Der Motor des Wohnmobils sprang an. Gerd sah ihr nach, als sie damit den Parkplatz verließ. In Gedanken ließ er die Ereignisse an sich vorbeiziehen. Hatten sie etwas vergessen, etwas übersehen?
Nein, alles lief perfekt. Er legte den ersten Gang ein und fuhr los.
Tag 4, 03.00 Uhr
Leer, Emstunnel, Rtg. Mep./Ndl.
PHK Rolf Berger saß alleine im Streifenwagen. Er wartete auf den nächsten Einsatz. Die Belastungen durch die Begleitung der Schwertransporte waren enorm. Für diesen Nachtdienst hatten sie sich anders als gewöhnlich aufgeteilt. Zwei Einbäume15 und eine normale Besatzung16 sollten Transporte zu den Windparks begleiten.
Zwischen zwei Transporten lohnte es sich nicht, die Dienststelle anzulaufen. Deshalb war Berger mit seinem Einsatzwagen hinter dem Emstunnel in Fahrtrichtung Süden17 am Seitenrand der Autobahn stehen geblieben und beobachtete den Verkehr. Die nächste Begleitung würde sicher nicht lange auf sich warten lassen.
Es war spät und nur noch wenig los. Ein Wohnmobil fuhr langsam an ihm vorbei. Aus Gewohnheit sah er dem Fahrzeug hinterher und bemerkte, dass die hintere Beleuchtung ausgefallen war.
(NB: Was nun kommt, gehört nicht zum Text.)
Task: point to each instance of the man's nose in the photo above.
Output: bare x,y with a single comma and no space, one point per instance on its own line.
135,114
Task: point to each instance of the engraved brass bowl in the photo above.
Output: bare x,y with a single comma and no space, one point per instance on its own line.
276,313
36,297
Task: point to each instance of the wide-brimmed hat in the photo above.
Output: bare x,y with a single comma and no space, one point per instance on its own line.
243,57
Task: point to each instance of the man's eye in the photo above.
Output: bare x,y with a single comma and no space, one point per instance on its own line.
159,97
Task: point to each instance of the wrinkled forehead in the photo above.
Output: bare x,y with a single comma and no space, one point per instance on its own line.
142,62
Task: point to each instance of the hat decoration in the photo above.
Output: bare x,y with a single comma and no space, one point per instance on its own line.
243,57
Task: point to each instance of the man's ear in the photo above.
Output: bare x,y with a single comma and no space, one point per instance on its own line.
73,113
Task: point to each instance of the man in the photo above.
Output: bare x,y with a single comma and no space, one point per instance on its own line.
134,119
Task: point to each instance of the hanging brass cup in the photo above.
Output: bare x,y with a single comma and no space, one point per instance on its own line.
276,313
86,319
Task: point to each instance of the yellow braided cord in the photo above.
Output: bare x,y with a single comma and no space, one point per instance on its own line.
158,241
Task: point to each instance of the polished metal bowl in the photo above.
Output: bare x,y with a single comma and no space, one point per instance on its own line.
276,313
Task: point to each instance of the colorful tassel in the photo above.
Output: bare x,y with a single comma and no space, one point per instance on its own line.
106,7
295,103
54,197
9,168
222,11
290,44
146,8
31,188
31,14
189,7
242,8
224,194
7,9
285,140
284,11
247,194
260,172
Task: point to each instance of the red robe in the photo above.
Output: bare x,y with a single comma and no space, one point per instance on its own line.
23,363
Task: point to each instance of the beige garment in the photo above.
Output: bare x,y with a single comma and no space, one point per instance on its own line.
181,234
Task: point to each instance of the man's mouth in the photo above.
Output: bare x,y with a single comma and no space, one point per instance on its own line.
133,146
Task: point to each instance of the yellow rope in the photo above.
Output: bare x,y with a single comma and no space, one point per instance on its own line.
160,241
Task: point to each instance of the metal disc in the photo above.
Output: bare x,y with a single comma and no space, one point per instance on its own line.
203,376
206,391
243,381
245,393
Alleine sollte er natürlich kein Fahrzeug überprüfen. Hier war allerdings Gefahr im Verzug. Ein relativ langsames Fahrzeug ohne jede Beleuchtung nach hinten war sogar sehr gefährlich. Berger fädelte den Streifenwagen vor einem weißen Transporter auf den Hauptfahrstreifen ein, gab Gas und wechselte auf die Überholfahrspur. Er setzte sich vor das Wohnmobil und schaltete die elektronische Anzeige nach hinten ein. Das Lichtzeichen ›Bitte folgen‹ leuchtete im Takt auf dem Dach des Streifenwagens.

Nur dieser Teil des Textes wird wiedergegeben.